Far more common than mortgage fraud is simple clerical error. Lenders move fast. People make mistakes.

Tech talks 💾 

  • Not only is M33-backed BeSmartee not for sale, CEO Tim Nguyen is on the hunt. He hopes to acquire a stagnant SaaS company with less than $5M ARR.

  • LOS player Mortgage Cadence isn’t accepting new integrations. Could its parent Accenture be looking to sell? Word is they’re working with Evercore.

  • We also hear AWS has tapped Mortgage Automation Technologies, creators of The BIG Point of Sale, as it pushes deeper into mortgage. Built in collaboration with ZEB AI, the partnership will feature voice-driven LO tools, document automation, and an LLM that reads every POS/LOS action to report on both consumer and back-office activity in real time. AWS also has a big data deal with Rocket Companies.

Quickies

  • Emerson out.

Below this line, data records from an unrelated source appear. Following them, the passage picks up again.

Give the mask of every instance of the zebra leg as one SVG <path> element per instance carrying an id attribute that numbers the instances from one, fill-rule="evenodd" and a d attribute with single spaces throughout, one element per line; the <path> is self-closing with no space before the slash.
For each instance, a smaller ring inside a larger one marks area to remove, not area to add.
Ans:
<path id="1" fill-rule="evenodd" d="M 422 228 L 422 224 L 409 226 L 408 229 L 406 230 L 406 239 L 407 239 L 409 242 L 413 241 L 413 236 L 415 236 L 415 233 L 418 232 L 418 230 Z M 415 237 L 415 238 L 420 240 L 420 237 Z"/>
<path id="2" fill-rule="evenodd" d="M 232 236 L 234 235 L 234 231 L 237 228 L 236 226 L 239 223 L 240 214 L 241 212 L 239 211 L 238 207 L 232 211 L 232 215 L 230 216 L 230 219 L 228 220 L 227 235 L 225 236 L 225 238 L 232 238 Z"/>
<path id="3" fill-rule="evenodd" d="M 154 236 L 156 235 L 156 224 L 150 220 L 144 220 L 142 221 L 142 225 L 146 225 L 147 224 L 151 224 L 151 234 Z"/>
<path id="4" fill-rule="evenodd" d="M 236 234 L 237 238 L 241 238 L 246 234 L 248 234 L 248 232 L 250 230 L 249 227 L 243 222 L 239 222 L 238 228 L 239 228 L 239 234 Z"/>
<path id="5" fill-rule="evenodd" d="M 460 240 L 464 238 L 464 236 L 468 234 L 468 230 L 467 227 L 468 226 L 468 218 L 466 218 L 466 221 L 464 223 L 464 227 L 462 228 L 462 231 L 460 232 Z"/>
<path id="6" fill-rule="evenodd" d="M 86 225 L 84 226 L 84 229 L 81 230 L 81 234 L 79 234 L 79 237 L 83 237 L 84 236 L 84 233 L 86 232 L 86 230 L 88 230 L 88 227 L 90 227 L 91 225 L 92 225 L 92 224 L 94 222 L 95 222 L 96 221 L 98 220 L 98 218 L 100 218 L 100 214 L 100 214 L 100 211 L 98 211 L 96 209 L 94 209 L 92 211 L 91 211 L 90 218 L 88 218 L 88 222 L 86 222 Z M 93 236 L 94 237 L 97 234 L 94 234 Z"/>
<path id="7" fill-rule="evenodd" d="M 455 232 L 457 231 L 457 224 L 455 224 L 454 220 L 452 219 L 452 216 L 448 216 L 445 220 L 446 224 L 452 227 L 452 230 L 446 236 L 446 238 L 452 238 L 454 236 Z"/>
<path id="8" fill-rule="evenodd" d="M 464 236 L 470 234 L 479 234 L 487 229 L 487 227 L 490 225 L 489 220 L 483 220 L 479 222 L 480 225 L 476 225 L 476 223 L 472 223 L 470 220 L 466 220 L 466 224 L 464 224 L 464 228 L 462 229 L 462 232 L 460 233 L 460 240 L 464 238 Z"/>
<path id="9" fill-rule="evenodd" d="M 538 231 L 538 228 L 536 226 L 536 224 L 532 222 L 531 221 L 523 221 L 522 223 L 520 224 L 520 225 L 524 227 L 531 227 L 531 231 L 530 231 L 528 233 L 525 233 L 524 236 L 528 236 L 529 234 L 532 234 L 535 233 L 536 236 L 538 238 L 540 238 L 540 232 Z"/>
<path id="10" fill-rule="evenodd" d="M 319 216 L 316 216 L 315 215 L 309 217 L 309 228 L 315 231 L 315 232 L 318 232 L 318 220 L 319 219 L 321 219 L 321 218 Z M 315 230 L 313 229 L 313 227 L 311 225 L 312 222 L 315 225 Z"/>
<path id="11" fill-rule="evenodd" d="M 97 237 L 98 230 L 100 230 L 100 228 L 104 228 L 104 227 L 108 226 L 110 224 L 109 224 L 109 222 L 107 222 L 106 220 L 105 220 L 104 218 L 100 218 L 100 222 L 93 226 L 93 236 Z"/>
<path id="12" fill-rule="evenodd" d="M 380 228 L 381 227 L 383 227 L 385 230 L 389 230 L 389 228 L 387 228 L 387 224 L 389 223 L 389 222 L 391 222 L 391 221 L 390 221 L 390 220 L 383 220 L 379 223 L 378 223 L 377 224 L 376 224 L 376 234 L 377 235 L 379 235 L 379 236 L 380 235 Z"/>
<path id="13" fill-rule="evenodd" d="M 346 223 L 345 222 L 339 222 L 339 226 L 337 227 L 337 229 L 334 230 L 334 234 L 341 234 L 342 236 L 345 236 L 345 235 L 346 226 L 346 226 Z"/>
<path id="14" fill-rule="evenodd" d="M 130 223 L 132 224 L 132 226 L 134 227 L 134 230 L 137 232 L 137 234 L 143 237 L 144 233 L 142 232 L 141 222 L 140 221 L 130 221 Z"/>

Legendary Rocket Cos. prez Bill Emerson is hanging up the spurs. He was CEO of Rocket Mortgage from ‘02-’17 and served as a bridge from Jay Farner to current CEO Varun Krishna. Speaking of Farner, has anyone tried his new oyster bar restaurant in Franklin, Michigan? 🚀 🦪 

  • Yes, new Fannie board member Barry Habib did in fact get a membership to Mar-a-Lago. But, he tells The Scoop, he got it 6Y ago. 🦀 

  • “I’m seeing a lot of recruiting efforts solely around joining a JV or MSA or some type of captured business,” one mortgage exec said. “And they’re going after average producers to fill the roles. Last year I lost two people to that model, and I just thought it was coincidence.”